Below we have the same analysis for the successful simulations.

successful_simulations = ~df[["failed_protein", "failed_fat", "failed_fibre", "failed_salt", "failed_constraints"]].any(axis=1)

fig, ax = plt.subplots(figsize=(10, 5))
df[successful_simulations]['cost'].hist(bins=300, ax=ax)

ax.set_title("Cost Per Can Distribution")
ax.set_xlabel("Cost Per Can")
ax.set_ylabel("Frequency")
plt.show()

png


# create a list of frozen sets of ingredients that successful the constraints
successful_ingredients = df[successful_simulations]

successful_ing_dict = defaultdict(lambda: 0)
for i, ing in successful_ingredients.reset_index().iterrows():
    # get the name of the ingredient that is in the row
    ing_list = []
    if ing['has_chicken']:
        ing_list.append("CHICKEN")
    if ing['has_beef']:
        ing_list.append("BEEF")
    if ing['has_mutton']:
        ing_list.append("MUTTON")
    if ing['has_rice']:
        ing_list.append("RICE")
    if ing['has_wheat']:
        ing_list.append("WHEAT")
    if ing['has_gel']:
        ing_list.append("GEL")
        
    successful_ing_dict[frozenset(ing_list)] += 1
    


successful_ing_combos_str = {", ".join(sorted(k)): v for k, v in successful_ing_dict.items()}

from matplotlib import pyplot as plt
# plot the ing combos as bars with the number of times they appeared

plt.bar(successful_ing_combos_str.keys(), successful_ing_combos_str.values())
#rotate the x labels by 90 degrees
plt.xticks(rotation=90)
plt.title("Frequency of successful ingredient combinations")
plt.ylabel("Frequency")
plt.show()

png

# get the average price of the successful runs
df[successful_simulations]["cost"].mean()
1.1999817845800267

Now this result is really surprising in contrast with our original results. There is no bifurcation in the successful simulations. Instead we get a single normal distribution which agrees with my gut feeling on the way Monte Carlo’s typically work. And, our most popular ingredient by far is a combination of chicken and mutton at approximately $1.20 per can.

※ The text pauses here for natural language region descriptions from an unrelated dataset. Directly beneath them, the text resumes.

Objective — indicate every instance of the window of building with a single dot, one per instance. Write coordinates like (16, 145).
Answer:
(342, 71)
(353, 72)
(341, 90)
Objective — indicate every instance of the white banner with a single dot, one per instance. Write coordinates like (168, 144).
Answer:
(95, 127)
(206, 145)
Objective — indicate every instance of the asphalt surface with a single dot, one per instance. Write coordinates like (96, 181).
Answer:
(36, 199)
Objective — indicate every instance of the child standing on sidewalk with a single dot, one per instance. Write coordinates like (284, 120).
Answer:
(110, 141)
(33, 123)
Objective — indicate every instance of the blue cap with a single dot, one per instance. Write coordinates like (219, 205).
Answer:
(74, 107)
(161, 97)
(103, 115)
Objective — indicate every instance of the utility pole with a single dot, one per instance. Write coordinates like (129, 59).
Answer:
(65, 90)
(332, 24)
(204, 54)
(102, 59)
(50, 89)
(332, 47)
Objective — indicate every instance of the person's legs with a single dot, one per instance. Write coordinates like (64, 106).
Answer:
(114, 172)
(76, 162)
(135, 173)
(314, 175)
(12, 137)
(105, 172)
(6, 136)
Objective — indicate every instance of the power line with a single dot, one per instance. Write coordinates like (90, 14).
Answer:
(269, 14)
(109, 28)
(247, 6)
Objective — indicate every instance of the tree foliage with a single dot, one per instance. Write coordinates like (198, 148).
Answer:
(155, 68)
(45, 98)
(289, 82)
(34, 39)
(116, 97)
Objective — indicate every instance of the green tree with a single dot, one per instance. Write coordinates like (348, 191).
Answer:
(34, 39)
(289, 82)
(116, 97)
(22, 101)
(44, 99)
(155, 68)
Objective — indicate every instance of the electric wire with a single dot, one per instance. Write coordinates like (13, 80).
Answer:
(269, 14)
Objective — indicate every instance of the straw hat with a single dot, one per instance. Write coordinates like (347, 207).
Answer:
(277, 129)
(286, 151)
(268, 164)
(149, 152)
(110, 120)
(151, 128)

There are plenty of improvements that can be made to this study:

  1. Figure out why some simulations fail.
  2. Utilize distributions in nutrients from empirical lab results.
  3. Incorporate market movement for ingredient prices. We could use Markov Chains to extrapolate probable prices in the future.

A final note is that, depending on your needs, it’s not completely necessary to model fluctuations in both price and nutrient values. Companies may be able to get away with just adhering to the average value of the nutrient per gram, and just model price fluctuations. If you’re a scientist doing studies on astronaut performance with funding from the government, it may be worth it to model both.